Collaborations and Partnerships
Hospitality and Retail Design engages experts in the Fay Jones School with campus collaborators within the Sam M. Walton College of Business and the Dale Bumpers College of Agricultural, Food and Life Sciences. Carl Matthews, professor and department head of interior design, noted that there is no other graduate design program in the United States with specializations in these market sectors. With online shopping challenging the value of bricks-and-mortar environments, retailers are investing in innovative environments that transform customer experience and engage the senses. Similarly, hoteliers must respond to guests seeking high-tech amenities and local, authentic experiences in personalized settings. With design fees in the hospitality and retail sectors exceeding $895 million in 2017, professional opportunities in these areas of specialization are robust.
“The Master of Design Studies program is a unique and innovative program coming out of the Fay Jones School of Architecture and Design,” said Matthew Waller, dean of the Walton College of Business. “Dean Peter MacKeith and his colleagues are visionary leaders and creative colleagues with which to collaborate. As a consequence, this master's program will advance the Fay Jones School, the University of Arkansas, and our land-grant mission. … This retail design-centered program builds on the strengths of the Walton College of Business. A recent journal ranked us second in the world for retail research productivity.”
Carl A. Kernodle (B.Arch. ’91), vice president of planning and design worldwide for Hyatt Hotels Corporation, noted that, like so many architecture practice sectors, there exists the need to know specifics about that market. Traditionally, it takes years of experience to gain this exposure and proficiency. The hospitality design world requires individuals to possess this expertise in order to be a productive participant in daily problem-solving activities. This new Hospitality Design concentration gives U of A students the opportunity to obtain that specialized design knowledge base in a focused educational environment.

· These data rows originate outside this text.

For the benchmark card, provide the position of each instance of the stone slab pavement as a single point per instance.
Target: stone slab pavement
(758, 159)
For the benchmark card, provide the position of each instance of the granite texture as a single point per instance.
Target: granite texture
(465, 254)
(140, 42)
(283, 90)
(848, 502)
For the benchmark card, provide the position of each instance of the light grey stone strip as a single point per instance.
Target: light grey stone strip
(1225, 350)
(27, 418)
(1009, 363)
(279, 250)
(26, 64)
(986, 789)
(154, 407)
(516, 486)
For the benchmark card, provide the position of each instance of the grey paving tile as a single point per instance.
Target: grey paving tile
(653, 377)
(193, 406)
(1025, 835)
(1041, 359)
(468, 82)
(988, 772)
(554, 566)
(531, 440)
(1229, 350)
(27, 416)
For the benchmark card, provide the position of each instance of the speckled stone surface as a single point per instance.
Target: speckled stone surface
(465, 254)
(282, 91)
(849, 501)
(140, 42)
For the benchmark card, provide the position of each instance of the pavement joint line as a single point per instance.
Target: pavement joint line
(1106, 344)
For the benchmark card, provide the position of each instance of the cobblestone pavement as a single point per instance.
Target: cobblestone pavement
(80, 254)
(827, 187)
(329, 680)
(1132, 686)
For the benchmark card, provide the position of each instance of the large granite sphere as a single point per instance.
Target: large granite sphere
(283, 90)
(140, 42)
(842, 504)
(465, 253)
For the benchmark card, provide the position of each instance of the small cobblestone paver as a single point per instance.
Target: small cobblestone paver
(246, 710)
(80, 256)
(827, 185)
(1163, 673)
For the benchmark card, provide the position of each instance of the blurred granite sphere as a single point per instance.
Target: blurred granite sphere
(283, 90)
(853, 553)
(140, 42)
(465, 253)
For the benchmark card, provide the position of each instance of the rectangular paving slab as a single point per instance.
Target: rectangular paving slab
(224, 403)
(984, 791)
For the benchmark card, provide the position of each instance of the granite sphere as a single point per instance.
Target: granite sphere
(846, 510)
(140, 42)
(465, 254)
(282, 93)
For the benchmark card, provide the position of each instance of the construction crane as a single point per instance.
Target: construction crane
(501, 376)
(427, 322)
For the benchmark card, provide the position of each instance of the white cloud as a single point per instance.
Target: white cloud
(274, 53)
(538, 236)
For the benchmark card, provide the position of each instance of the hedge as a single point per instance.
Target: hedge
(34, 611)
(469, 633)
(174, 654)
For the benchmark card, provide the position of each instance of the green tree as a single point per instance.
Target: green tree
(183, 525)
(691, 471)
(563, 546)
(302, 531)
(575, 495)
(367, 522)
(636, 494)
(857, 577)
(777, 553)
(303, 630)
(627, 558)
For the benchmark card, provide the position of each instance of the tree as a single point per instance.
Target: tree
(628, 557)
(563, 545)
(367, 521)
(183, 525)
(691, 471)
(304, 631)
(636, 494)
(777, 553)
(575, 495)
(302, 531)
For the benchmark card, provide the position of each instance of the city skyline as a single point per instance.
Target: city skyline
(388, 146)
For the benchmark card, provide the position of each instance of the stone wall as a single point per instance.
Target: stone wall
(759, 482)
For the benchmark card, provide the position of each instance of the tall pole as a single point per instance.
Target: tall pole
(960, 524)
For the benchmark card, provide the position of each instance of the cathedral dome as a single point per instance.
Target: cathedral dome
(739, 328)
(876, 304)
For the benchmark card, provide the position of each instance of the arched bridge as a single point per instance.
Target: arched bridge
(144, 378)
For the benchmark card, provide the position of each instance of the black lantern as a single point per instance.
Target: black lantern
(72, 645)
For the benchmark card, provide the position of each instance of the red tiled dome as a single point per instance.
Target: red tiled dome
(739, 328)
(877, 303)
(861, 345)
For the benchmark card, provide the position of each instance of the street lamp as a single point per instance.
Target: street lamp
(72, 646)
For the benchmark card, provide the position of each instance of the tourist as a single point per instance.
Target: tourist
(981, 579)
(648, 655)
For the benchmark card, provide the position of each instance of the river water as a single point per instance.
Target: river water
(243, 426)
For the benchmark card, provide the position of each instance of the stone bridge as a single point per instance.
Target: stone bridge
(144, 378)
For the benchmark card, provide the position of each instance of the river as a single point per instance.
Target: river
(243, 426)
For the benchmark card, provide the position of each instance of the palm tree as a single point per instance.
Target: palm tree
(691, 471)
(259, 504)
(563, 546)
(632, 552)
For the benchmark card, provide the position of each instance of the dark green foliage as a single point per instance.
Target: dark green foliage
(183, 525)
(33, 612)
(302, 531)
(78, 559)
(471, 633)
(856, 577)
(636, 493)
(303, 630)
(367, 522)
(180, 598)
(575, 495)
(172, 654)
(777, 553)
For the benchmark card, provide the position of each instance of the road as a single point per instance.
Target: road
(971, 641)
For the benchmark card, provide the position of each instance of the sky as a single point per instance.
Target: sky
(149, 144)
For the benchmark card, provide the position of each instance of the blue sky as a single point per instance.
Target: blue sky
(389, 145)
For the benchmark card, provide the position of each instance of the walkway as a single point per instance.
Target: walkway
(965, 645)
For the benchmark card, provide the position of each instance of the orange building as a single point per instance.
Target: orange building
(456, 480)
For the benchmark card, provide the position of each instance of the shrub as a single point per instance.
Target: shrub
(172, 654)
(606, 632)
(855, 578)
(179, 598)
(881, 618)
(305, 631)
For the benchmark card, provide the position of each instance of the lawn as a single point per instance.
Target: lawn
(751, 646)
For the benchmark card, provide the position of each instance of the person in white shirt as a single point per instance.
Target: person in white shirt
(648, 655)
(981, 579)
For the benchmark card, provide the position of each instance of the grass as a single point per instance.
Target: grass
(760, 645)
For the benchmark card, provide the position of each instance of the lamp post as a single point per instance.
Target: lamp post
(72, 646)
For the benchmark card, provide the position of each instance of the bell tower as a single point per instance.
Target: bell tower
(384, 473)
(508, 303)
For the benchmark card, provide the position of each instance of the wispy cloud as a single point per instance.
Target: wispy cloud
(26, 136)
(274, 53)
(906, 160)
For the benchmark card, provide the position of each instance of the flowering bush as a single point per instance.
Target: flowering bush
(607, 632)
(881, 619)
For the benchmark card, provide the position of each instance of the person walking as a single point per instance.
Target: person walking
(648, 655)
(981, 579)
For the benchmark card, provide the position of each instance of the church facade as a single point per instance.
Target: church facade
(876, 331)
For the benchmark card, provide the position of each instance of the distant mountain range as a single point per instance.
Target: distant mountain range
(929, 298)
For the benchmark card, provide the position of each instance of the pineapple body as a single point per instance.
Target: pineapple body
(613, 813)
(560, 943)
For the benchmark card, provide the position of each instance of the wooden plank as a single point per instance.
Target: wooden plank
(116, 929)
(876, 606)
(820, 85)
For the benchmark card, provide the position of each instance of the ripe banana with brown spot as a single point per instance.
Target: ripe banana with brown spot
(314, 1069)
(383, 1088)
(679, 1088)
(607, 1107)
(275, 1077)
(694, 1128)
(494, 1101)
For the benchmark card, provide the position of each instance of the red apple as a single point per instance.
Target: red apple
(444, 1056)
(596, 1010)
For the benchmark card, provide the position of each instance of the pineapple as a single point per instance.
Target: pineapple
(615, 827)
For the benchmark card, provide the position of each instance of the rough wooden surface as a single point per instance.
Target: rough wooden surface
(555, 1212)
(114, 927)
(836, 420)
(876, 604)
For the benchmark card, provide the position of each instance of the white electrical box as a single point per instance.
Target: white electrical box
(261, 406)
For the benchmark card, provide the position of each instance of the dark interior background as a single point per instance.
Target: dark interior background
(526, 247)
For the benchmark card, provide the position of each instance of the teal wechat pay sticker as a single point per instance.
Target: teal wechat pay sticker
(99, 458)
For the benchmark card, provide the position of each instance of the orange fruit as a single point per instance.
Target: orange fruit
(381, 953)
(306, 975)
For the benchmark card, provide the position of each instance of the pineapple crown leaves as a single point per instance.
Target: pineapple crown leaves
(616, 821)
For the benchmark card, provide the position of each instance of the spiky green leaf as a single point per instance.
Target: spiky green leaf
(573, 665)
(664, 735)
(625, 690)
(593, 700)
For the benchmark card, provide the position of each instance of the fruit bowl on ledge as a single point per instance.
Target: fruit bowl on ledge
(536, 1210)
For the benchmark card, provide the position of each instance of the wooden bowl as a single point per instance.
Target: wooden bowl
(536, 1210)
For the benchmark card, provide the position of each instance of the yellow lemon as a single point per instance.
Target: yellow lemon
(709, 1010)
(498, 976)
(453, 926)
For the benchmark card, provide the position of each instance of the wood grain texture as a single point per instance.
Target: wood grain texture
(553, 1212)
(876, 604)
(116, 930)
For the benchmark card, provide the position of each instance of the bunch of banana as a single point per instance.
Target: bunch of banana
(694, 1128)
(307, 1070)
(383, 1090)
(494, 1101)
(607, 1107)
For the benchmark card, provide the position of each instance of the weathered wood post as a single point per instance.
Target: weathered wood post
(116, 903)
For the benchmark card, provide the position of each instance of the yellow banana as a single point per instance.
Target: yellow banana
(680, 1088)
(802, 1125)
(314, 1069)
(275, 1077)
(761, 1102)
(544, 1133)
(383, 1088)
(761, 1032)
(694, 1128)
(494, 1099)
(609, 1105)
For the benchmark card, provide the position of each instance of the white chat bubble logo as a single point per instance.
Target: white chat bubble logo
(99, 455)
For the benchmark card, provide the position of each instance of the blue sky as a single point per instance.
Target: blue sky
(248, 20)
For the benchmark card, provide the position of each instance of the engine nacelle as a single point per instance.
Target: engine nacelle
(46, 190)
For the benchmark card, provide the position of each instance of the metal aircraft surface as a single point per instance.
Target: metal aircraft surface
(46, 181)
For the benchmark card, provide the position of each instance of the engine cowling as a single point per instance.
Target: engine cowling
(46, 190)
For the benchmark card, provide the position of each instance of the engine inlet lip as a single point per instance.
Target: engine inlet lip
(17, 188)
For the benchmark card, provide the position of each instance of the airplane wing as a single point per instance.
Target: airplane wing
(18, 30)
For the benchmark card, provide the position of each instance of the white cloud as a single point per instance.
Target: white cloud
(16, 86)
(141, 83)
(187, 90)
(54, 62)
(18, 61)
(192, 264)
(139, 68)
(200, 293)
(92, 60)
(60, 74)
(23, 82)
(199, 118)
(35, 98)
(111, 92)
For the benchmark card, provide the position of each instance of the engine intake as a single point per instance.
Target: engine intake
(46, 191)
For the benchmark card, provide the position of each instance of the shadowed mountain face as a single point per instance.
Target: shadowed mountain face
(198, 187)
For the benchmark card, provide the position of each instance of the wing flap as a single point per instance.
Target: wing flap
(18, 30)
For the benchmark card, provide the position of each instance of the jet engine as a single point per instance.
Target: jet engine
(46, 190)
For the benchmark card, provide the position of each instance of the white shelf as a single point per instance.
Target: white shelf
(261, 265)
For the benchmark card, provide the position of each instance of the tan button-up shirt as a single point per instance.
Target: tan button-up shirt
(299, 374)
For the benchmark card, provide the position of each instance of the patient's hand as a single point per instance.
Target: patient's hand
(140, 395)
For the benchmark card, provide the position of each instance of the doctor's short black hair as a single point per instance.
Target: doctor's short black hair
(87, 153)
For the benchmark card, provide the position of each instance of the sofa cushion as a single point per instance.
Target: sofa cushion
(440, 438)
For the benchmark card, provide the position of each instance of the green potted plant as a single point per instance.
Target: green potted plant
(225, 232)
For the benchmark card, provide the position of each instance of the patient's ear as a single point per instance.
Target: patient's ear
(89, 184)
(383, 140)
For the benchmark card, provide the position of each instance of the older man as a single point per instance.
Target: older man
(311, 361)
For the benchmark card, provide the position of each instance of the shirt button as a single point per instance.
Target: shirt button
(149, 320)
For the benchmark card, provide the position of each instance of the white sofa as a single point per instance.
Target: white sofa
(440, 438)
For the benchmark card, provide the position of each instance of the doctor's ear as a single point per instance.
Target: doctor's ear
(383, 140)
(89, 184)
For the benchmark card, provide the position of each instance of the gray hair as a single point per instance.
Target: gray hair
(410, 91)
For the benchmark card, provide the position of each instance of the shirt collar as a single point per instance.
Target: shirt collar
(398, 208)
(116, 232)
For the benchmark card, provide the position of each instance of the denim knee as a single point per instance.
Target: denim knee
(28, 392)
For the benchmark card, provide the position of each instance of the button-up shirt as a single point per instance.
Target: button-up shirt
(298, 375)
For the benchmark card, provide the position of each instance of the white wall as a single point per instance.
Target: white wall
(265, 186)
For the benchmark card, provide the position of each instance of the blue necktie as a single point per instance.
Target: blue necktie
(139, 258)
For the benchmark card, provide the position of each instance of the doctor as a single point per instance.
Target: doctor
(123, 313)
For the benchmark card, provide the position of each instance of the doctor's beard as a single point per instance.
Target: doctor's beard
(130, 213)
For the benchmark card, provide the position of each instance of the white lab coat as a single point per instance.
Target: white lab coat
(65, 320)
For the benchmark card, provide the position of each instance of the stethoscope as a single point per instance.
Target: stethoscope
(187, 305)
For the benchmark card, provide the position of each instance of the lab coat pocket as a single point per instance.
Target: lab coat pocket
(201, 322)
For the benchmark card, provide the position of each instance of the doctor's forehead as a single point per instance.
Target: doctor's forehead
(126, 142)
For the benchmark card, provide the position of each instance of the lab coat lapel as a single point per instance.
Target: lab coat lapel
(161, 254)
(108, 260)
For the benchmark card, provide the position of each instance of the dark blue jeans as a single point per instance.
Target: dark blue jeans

“This is an uncommon opportunity,” Kernodle said. “Graduate students exposed to the specific industry vocabulary, organizational operations, planning nuances, customer drivers will be extremely attractive to hospitality businesses and design firms. The hospitality industry will gain from the injection of these skilled graduates who will enter into the hospitality workplace with a unique familiarity that will allow them to immediately share their beneficial skills, creativity and energy.”
The concentrations within the Master of Design Studies will feature residencies in professional practices, business settings, municipalities and not-for-profit organizations.
“Our partnerships with national and global enterprises will allow students to hone their skills in these professional environments.” MacKeith said. “These valuable opportunities will also prepare students more deeply for the management practices that are now essential to the success of design enterprises beyond the academy. As well, these design-centered graduate programs, when combined with design thinking and design leadership coursework, are intended to lead to innovation in all these concentrations.”
The master degree structure provides for further concentrations, and the Fay Jones School is exploring the viability of programs in integrated wood design, preservation design, and health and wellness design.
The promotion and recruitment efforts for the initial groups of students in these two concentrations will begin in August 2018, with anticipated enrollment starting in August 2019.